King Missile (Dog Fly Religion)

  • King Missile (Dog Fly Religion)
  • Fluting on the Hump (Shimmy-Disc) 1987 
  • They (Shimmy-Disc) 1988 
  • King Missile
  • Mystical Shit (Shimmy-Disc) 1990 
  • The Way to Salvation (Atlantic) 1991 
  • Happy Hour (Atlantic) 1992 
  • King Missile (Atlantic) 1994 
  • King Missile III
  • Failure (Shimmy-Disc/Knitting Factory) 1998 
  • John S. Hall & Kramer
  • Real Men (Shimmy-Disc) 1991 
  • Dogbowl
  • Tit! (An Opera) (Shimmy-Disc) 1989 
  • Cyclops Nuclear Submarine Captain (Shimmy-Disc) 1991 

Underappreciated and understated metaphysical comedy music comes in strange forms. This is one of them. With words by singer John S. Hall and music by guitarist Dogbowl, beefed up by Kramer’s production and auxiliary musicianship, New York’s King Missile (Dog Fly Religion) produced two uneven yet insinuating records of bellicose nubbins concerning the secret guilts and torments of modern lowlife scum. On the original band’s two albums, Hall’s black humor meshes nicely with Dogbowl’s more romantic inclinations; when the latter departed, he took the parenthetical portion of the moniker with him. (Both LPs are contained on a single cassette; the They CD adds two bonus tracks to the basic 20-song menu.)

Post-partum, Dogbowl cranked out Tit! (An Opera), an ambitiously skanky (although decidedly non-operatic) collection of scratchy, wistful love ditties that ooze by on a tide of guitar, cello, organ and Hawaiian lap steel. Kramer produced and performs on Tit!, but not on Mystical Shit, where Hall steps to the fore, joined by Phantom Tollbooth/Bongwater/B.A.L.L. guitarist Dave Rick and When People Were Shorter keyboardist/bassist Chris Xefos. The revamped King Missile sounds more focused than before, with the humor coming off as conceptual rather than jokey. And Hall, who deserves a good chunk of the credit/blame for spearheading New York’s electric poetry movement, has a new-found penchant for monologuish material and shaggy dog stories (see “Gary & Melissa,” detailing a couple’s sexual explorations, and “Jesus Was Way Cool.”) The Tit! cassette contains seven bonus tracks; the Mystical Shit CD contains Fluting on the Hump.

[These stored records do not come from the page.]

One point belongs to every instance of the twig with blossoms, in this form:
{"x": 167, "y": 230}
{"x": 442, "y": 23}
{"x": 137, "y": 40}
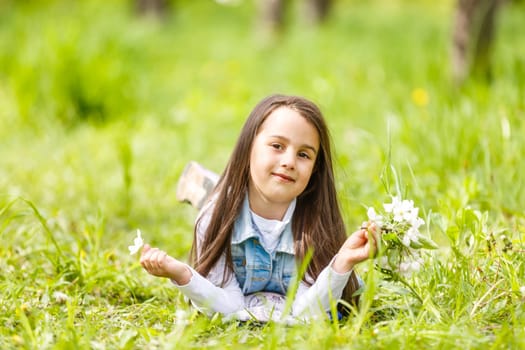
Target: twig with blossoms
{"x": 401, "y": 240}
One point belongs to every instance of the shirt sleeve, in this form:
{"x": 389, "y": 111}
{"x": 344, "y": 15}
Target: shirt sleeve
{"x": 210, "y": 298}
{"x": 205, "y": 293}
{"x": 314, "y": 300}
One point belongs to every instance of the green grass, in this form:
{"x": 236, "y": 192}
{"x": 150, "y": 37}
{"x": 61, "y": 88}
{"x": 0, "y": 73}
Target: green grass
{"x": 100, "y": 111}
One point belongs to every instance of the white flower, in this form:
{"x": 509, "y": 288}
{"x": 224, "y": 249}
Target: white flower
{"x": 137, "y": 244}
{"x": 410, "y": 236}
{"x": 60, "y": 297}
{"x": 374, "y": 217}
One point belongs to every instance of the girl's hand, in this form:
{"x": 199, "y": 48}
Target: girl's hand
{"x": 157, "y": 263}
{"x": 358, "y": 247}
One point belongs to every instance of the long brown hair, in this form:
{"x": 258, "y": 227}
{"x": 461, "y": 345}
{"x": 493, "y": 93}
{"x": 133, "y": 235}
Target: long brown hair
{"x": 317, "y": 221}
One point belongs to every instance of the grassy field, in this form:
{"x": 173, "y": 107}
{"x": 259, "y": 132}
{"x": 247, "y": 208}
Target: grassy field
{"x": 100, "y": 110}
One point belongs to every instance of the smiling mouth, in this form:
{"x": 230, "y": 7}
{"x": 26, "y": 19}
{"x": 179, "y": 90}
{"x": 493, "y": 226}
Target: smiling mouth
{"x": 284, "y": 177}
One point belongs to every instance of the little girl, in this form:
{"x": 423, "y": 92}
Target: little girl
{"x": 275, "y": 201}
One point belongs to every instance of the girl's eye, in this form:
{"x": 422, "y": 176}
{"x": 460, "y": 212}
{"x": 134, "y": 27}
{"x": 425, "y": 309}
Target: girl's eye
{"x": 304, "y": 155}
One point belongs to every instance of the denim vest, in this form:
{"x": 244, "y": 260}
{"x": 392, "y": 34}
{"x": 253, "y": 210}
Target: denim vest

In a quizzical pre-Nirvana bout of major label alternaweird enthusiasm, Atlantic signed King Missile, who made The Way to Salvation as a quartet (using drummer Dave Ramirez, on loan from Hypnolovewheel) with strong musical ideas caroming between Rick and Xefos. Their inventions — propulsive, but shaped as much for loosely structured soundtrackery as verse/chorus song form — are custom built for Hall, whose singing and talking are equally rooted in dry self-amusement at nothing in particular. His prose is less poetry than truncated and smugly pointless short stories; amusing but ill-suited for repeated spins. The closest the album comes to pop transcendence is “My Heart Is a Flower,” a thick guitar’n’organ summer-of-love psychedelidrone which Hall recites as if he were auditioning for an off-Broadway play. (Incidentally, the randiness suggested by the title of “Sex With You” is a joke, which Hall erodes by adding to his short list of primal needs over Rick’s wah-wah wailing.)

Happy Hour nails it. In songs like “Detachable Penis,” “The Evil Children,” the comically exaggerated film fandom of “Martin Scorsese” (“I wanna chew his fucking lips off and grab his head and suck out one of his eyes and chew on it and spit it out in his face and say thank you for all of your fucking films…”) and the let’s-have-a-riot whaddayagot? anomie of “It’s Saturday,” Hall’s surreal accounts have the vivid sense of purpose previously absent; he’s not aiming at eliciting wan smiles, he’s trying to provoke intelligent thought. Meanwhile, the band (drummer Roger Murdock is that new face in the booklet photo) locks into diverse rock grooves that would be worth hearing even without the vocals. Excellent.

Losing sight of the line between nonsense and rubbish, Hall indulges in elliptical word games on King Missile and — thanks to his imploring whine, bored condescension and forced contrivances — winds up sounding like Jerry Seinfeld fronting They Might Be Giants. The music is unassailable (Rick does his part with several hair-raising noise-fuzz-wah-guitar solos), but — with the exception of “The Dishwasher,” an extraordinary multi-leveled evocation of the post-stress syndrome crime-fearing urbanites endure daily — the album draws close to self-parody. Aiming to scuff away the vocals/music division and reintegrate a regular wiseass rock group from the pieces, King Missile shoots a hole in its soul.